Which is what I've been told over and over, but I've seen them all over it before and they swarm the BTA. Literaly dozens of them either on or right beside the anemone.

I gotta ask why they are pestering the anemone if they aren't eating it, and why does the anemone always close up and move when I see them on it?
 
I can only assume you clowns usually prevent this from happening, whether they are physically eating the tissue off the nem or not I don't know, but it doesn't surprise me in the slightest that the nem would start moving when it gets all kind of crap all over it.
 
Also fwiw I believe 72 days fallow is required to remove ALL possible ich incubations. I'm curious what you treated with that your Nem tolerated?
 
I can only assume you clowns usually prevent this from happening, whether they are physically eating the tissue off the nem or not I don't know, but it doesn't surprise me in the slightest that the nem would start moving when it gets all kind of crap all over it.
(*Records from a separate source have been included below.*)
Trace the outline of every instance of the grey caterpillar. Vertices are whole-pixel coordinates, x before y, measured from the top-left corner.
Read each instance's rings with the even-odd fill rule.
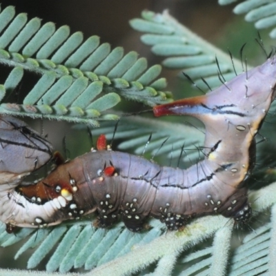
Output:
[[[1,185],[0,206],[5,211],[0,219],[8,226],[45,227],[97,211],[99,226],[110,226],[121,217],[134,232],[143,228],[148,217],[170,230],[207,214],[248,221],[251,208],[246,180],[255,166],[255,136],[275,97],[275,76],[272,57],[227,86],[153,108],[156,117],[186,115],[205,124],[204,159],[189,168],[161,167],[106,150],[103,138],[99,150],[57,166],[37,184],[23,186],[18,181],[8,189]]]

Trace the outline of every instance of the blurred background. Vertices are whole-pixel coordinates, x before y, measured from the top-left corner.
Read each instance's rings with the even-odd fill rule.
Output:
[[[154,56],[150,48],[140,42],[141,34],[133,30],[128,23],[130,19],[140,17],[144,10],[156,12],[168,10],[170,14],[199,36],[224,50],[230,49],[233,55],[237,57],[242,45],[248,43],[249,46],[246,48],[246,56],[248,62],[256,65],[264,61],[264,55],[259,55],[262,52],[259,47],[254,43],[257,33],[253,25],[245,22],[243,16],[233,13],[235,5],[221,6],[217,0],[1,1],[1,9],[10,5],[16,7],[17,13],[28,13],[29,19],[38,17],[43,19],[43,23],[53,21],[57,28],[68,25],[71,33],[81,31],[85,39],[97,34],[101,37],[101,43],[108,42],[112,48],[123,46],[126,53],[135,50],[140,57],[148,59],[149,66],[160,63],[161,59]],[[267,33],[261,32],[261,34],[265,45],[268,43],[269,46],[271,42],[268,39]],[[177,71],[164,70],[161,75],[161,77],[167,78],[168,90],[175,93],[175,99],[181,97],[184,90],[183,81],[175,77],[177,73]],[[31,120],[26,121],[30,122]],[[41,124],[41,120],[37,121],[34,128],[39,132],[43,129],[44,133],[48,133],[49,139],[56,148],[62,149],[62,138],[66,136],[68,141],[66,146],[70,151],[70,157],[72,158],[77,155],[74,148],[78,148],[79,139],[76,139],[76,136],[73,135],[75,130],[72,130],[70,124],[48,121]],[[81,137],[82,135],[78,135]],[[73,136],[74,139],[72,138]],[[88,144],[85,144],[86,150],[81,150],[87,151],[88,146]],[[26,254],[23,254],[19,260],[13,259],[17,248],[22,243],[7,248],[0,248],[1,268],[26,268],[28,259]],[[41,264],[38,268],[43,269],[44,266]]]

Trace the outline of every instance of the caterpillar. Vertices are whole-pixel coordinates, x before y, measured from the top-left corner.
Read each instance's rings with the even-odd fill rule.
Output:
[[[205,124],[204,159],[186,170],[112,151],[102,137],[98,150],[58,166],[37,183],[1,186],[0,219],[8,226],[45,227],[97,211],[99,227],[121,217],[133,232],[142,230],[148,217],[169,230],[208,214],[246,223],[255,137],[275,97],[275,84],[271,57],[205,95],[155,106],[156,117],[186,115]]]

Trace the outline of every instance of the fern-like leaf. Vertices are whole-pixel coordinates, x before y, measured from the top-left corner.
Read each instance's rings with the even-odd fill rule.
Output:
[[[218,75],[228,81],[235,76],[236,71],[242,70],[239,61],[231,60],[229,55],[197,37],[167,11],[162,14],[145,11],[141,17],[131,20],[130,25],[146,32],[141,37],[142,42],[151,46],[154,54],[166,57],[162,62],[164,66],[181,69],[179,76],[184,77],[184,72],[200,88],[208,88],[206,82],[211,88],[217,87],[221,85]]]
[[[221,5],[227,5],[237,0],[219,0]],[[276,38],[276,3],[271,0],[247,0],[243,1],[234,8],[237,14],[246,14],[246,21],[255,22],[257,29],[273,28],[269,35]]]
[[[70,35],[68,26],[56,30],[52,22],[41,23],[28,21],[25,13],[15,16],[12,6],[0,13],[0,63],[17,68],[1,90],[1,113],[98,126],[98,120],[119,118],[106,113],[120,96],[150,106],[168,101],[170,93],[161,92],[166,79],[158,79],[160,66],[148,69],[135,52],[124,55],[121,47],[101,45],[97,36],[83,41],[81,32]],[[22,69],[41,77],[21,103],[6,102],[23,77]]]

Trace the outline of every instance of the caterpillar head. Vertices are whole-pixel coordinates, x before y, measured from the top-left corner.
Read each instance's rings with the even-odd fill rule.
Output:
[[[0,183],[26,175],[51,157],[52,146],[41,135],[17,118],[0,117]]]

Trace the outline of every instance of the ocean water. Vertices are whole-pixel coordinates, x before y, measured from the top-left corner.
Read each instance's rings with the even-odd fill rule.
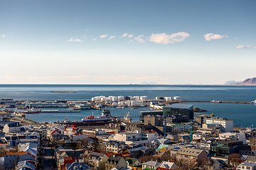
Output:
[[[55,91],[74,91],[73,94],[55,94]],[[96,96],[181,96],[191,101],[252,101],[256,99],[256,86],[171,86],[171,85],[0,85],[0,98],[11,98],[21,101],[53,101],[56,99],[86,100]],[[191,103],[195,107],[208,110],[216,116],[234,120],[237,127],[256,125],[256,106],[236,103]],[[68,108],[63,108],[68,109]],[[113,115],[123,117],[129,112],[134,121],[139,121],[140,108],[110,108]],[[92,113],[93,112],[93,113]],[[80,113],[39,113],[27,115],[38,122],[80,120],[89,116],[100,115],[100,110],[81,110]]]

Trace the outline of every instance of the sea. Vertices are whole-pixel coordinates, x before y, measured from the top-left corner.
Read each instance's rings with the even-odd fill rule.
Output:
[[[53,93],[73,91],[75,93]],[[80,85],[80,84],[1,84],[0,98],[11,98],[16,101],[89,100],[97,96],[180,96],[187,101],[252,101],[256,99],[256,86],[192,86],[192,85]],[[256,127],[256,105],[244,103],[189,103],[194,107],[206,109],[203,113],[234,120],[235,127]],[[51,108],[46,108],[51,109]],[[54,108],[56,109],[56,108]],[[70,108],[59,108],[67,110]],[[111,114],[123,118],[129,113],[132,121],[139,121],[140,111],[149,108],[110,108]],[[80,121],[93,115],[100,115],[101,110],[81,110],[80,113],[51,113],[27,114],[26,118],[40,123],[53,123],[68,118]]]

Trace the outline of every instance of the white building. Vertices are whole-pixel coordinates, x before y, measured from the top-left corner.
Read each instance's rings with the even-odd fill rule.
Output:
[[[225,132],[219,135],[220,140],[233,140],[242,141],[243,144],[246,142],[245,134],[235,132]]]
[[[133,99],[133,100],[139,100],[139,96],[133,96],[133,97],[132,97],[132,99]]]
[[[171,97],[164,97],[165,101],[171,101]]]
[[[158,134],[153,132],[142,132],[136,130],[134,132],[122,132],[114,134],[114,140],[120,142],[134,142],[139,140],[156,140]]]
[[[181,100],[181,97],[180,97],[180,96],[174,96],[174,101],[180,101],[180,100]]]
[[[140,99],[141,99],[142,101],[146,100],[146,99],[147,99],[147,96],[140,96]]]
[[[230,132],[233,131],[233,120],[223,118],[210,118],[206,119],[206,124],[220,124],[223,132]]]
[[[10,122],[11,113],[0,113],[0,125],[5,125]]]
[[[160,165],[160,163],[155,161],[149,161],[144,163],[142,163],[142,169],[148,168],[150,169],[156,169]]]
[[[21,131],[21,128],[25,130],[23,128],[21,128],[18,122],[10,123],[4,126],[3,132],[18,132]]]
[[[122,96],[118,96],[118,100],[119,100],[119,101],[124,100],[124,97]]]
[[[244,162],[236,168],[238,170],[255,170],[256,169],[256,163]]]
[[[131,102],[132,106],[144,106],[144,103],[142,101],[132,101]]]

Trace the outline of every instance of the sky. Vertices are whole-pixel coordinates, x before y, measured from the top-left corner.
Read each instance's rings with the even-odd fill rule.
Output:
[[[256,76],[254,0],[0,0],[0,84]]]

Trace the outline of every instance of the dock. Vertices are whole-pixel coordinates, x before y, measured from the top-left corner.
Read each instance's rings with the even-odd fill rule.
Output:
[[[188,103],[188,102],[202,102],[202,103],[213,103],[212,101],[180,101],[181,103]],[[241,104],[250,104],[250,101],[221,101],[221,103],[241,103]]]
[[[79,113],[80,110],[41,110],[40,113]]]
[[[19,115],[12,115],[11,116],[11,120],[13,121],[18,121],[21,122],[23,124],[28,124],[28,125],[38,125],[40,123],[38,122],[36,122],[34,120],[26,118],[22,116],[19,116]]]

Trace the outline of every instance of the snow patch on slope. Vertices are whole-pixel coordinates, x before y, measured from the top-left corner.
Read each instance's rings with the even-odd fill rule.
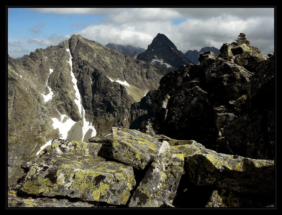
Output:
[[[73,83],[74,85],[73,86],[73,88],[75,91],[75,94],[76,95],[76,97],[77,99],[75,100],[74,102],[76,104],[76,105],[77,105],[77,107],[78,107],[78,111],[79,111],[79,114],[80,115],[80,116],[81,117],[81,111],[82,110],[82,109],[81,108],[81,99],[80,98],[80,94],[79,93],[79,91],[78,90],[78,88],[77,87],[77,85],[76,84],[76,83],[77,82],[77,81],[74,76],[74,74],[72,72],[72,61],[71,60],[71,59],[72,58],[71,57],[71,55],[70,54],[70,49],[67,49],[66,50],[70,54],[70,60],[68,61],[67,62],[70,64],[70,75],[71,76],[71,81],[72,81],[72,83]]]
[[[80,122],[82,124],[82,137],[81,140],[82,141],[83,141],[85,136],[85,134],[89,130],[92,130],[91,137],[96,136],[96,131],[94,125],[92,125],[92,122],[88,121],[86,120],[86,119],[85,118],[85,110],[84,110],[83,106],[81,104],[82,104],[82,100],[80,96],[80,94],[79,93],[79,91],[78,90],[78,88],[77,87],[77,85],[76,84],[77,80],[76,78],[72,71],[72,61],[71,60],[72,57],[71,57],[70,49],[67,49],[66,50],[70,54],[70,60],[68,61],[68,62],[70,64],[70,66],[71,69],[70,74],[72,78],[72,81],[74,84],[74,89],[75,91],[76,97],[77,99],[77,100],[75,100],[74,101],[77,105],[80,116],[82,118],[82,120],[81,120]],[[92,80],[91,80],[91,82],[92,82]],[[81,111],[82,111],[83,115],[81,115]]]
[[[152,62],[151,63],[152,64],[153,64],[154,63],[154,62],[159,62],[159,63],[161,65],[163,65],[163,64],[164,64],[166,66],[166,67],[167,68],[169,68],[169,67],[171,67],[171,66],[170,66],[169,64],[167,64],[166,63],[164,63],[164,61],[162,59],[159,59],[158,58],[158,57],[157,57],[156,55],[155,55],[154,57],[156,59],[156,59],[152,59]]]
[[[53,121],[52,126],[54,129],[59,129],[61,138],[65,140],[68,136],[68,132],[76,122],[75,122],[65,114],[61,114],[58,110],[57,111],[60,115],[60,119],[59,120],[55,117],[52,118]]]
[[[116,81],[116,82],[117,82],[118,83],[119,83],[120,84],[122,84],[123,85],[125,85],[126,86],[127,86],[128,87],[130,87],[130,85],[129,85],[128,83],[126,82],[126,81],[125,80],[124,81],[120,81],[119,80],[117,80]]]
[[[49,91],[50,92],[46,95],[44,95],[42,93],[41,94],[41,95],[42,95],[42,96],[43,97],[44,102],[45,103],[47,102],[50,100],[52,100],[52,98],[53,97],[53,95],[54,95],[54,93],[52,91],[52,89],[49,87],[49,86],[48,86],[48,80],[49,79],[49,77],[50,77],[50,75],[53,72],[53,69],[50,69],[49,70],[49,71],[50,74],[49,74],[49,76],[48,76],[48,78],[47,79],[47,81],[46,82],[46,86],[47,86],[47,87],[48,87],[48,89],[49,89]]]
[[[112,81],[112,82],[113,82],[114,81],[115,82],[117,82],[118,83],[119,83],[122,85],[125,85],[126,86],[128,86],[128,87],[130,86],[130,85],[129,85],[128,83],[126,80],[125,80],[124,81],[122,81],[119,80],[117,80],[116,81],[114,81],[110,78],[108,78],[110,80]]]
[[[40,147],[40,149],[39,150],[39,151],[38,151],[37,152],[36,152],[36,155],[38,155],[39,154],[39,153],[40,153],[40,152],[42,150],[43,150],[44,148],[47,146],[50,146],[51,145],[51,143],[52,142],[52,140],[49,141],[47,143],[45,143],[45,144],[42,146],[41,147]]]

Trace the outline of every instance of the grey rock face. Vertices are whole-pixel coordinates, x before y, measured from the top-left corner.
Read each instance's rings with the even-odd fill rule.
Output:
[[[163,74],[192,63],[181,54],[165,35],[160,33],[148,46],[146,51],[138,55],[137,59],[160,68]]]
[[[162,76],[154,67],[80,35],[23,61],[8,60],[11,184],[22,175],[21,163],[54,138],[85,141],[113,125],[128,128],[131,104],[157,88]]]
[[[133,194],[129,207],[163,207],[172,203],[181,176],[184,159],[173,159],[170,145],[164,141],[154,161]]]
[[[106,45],[108,48],[112,49],[123,54],[129,55],[132,57],[144,52],[146,50],[145,49],[140,48],[137,46],[133,46],[131,45],[117,45],[113,43],[109,43]]]

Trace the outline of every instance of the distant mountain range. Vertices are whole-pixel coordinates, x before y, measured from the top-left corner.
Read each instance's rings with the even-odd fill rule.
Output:
[[[198,52],[197,50],[195,49],[194,49],[194,51],[188,50],[185,54],[184,54],[184,55],[187,59],[191,61],[194,64],[198,65],[200,63],[198,60],[199,54],[201,52],[209,51],[213,52],[213,53],[217,56],[218,56],[220,53],[218,49],[213,46],[212,47],[207,46],[202,48],[199,52]]]
[[[182,65],[192,63],[181,54],[166,36],[160,33],[148,46],[146,51],[138,55],[137,59],[154,65],[164,74]]]
[[[134,57],[136,55],[144,52],[146,50],[145,49],[138,46],[133,46],[131,45],[117,45],[114,43],[109,43],[106,45],[106,46],[112,49],[118,51]]]

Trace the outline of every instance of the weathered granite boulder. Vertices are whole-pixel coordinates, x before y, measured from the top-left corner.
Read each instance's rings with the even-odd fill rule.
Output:
[[[274,159],[274,57],[264,61],[257,68],[250,79],[248,90],[248,94],[237,101],[229,101],[236,105],[240,116],[222,130],[222,135],[217,141],[217,150],[256,159]]]
[[[157,155],[161,143],[136,130],[113,127],[113,158],[137,169],[144,169]]]
[[[8,191],[8,207],[90,207],[98,206],[80,201],[74,201],[65,199],[33,198],[19,194],[19,185],[10,187]]]
[[[206,70],[206,83],[213,100],[218,102],[235,100],[245,94],[252,74],[242,66],[222,60]]]
[[[52,154],[47,152],[22,166],[27,171],[22,191],[113,204],[126,203],[135,184],[132,167],[97,156]]]
[[[184,160],[182,154],[171,154],[170,149],[169,143],[163,141],[129,207],[163,207],[166,202],[172,204],[184,173]]]
[[[198,185],[243,193],[274,193],[274,161],[216,153],[196,154],[186,162],[190,180]]]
My clowns do not go in the nem, they could care less that it was in the tank for the short time they were in there together. The nem is about 2" in the first pic, and the size of a nickel in the second pics when closed. The male clown is about 3" and my female is larger than 3". My only guess is the six line was keeping the pod population down. That and maybe they are scrounging for a food source since I'm not feeding any fish in the tank.

Also fwiw I believe 72 days fallow is required to remove ALL possible ich incubations. I'm curious what you treated with that your Nem tolerated?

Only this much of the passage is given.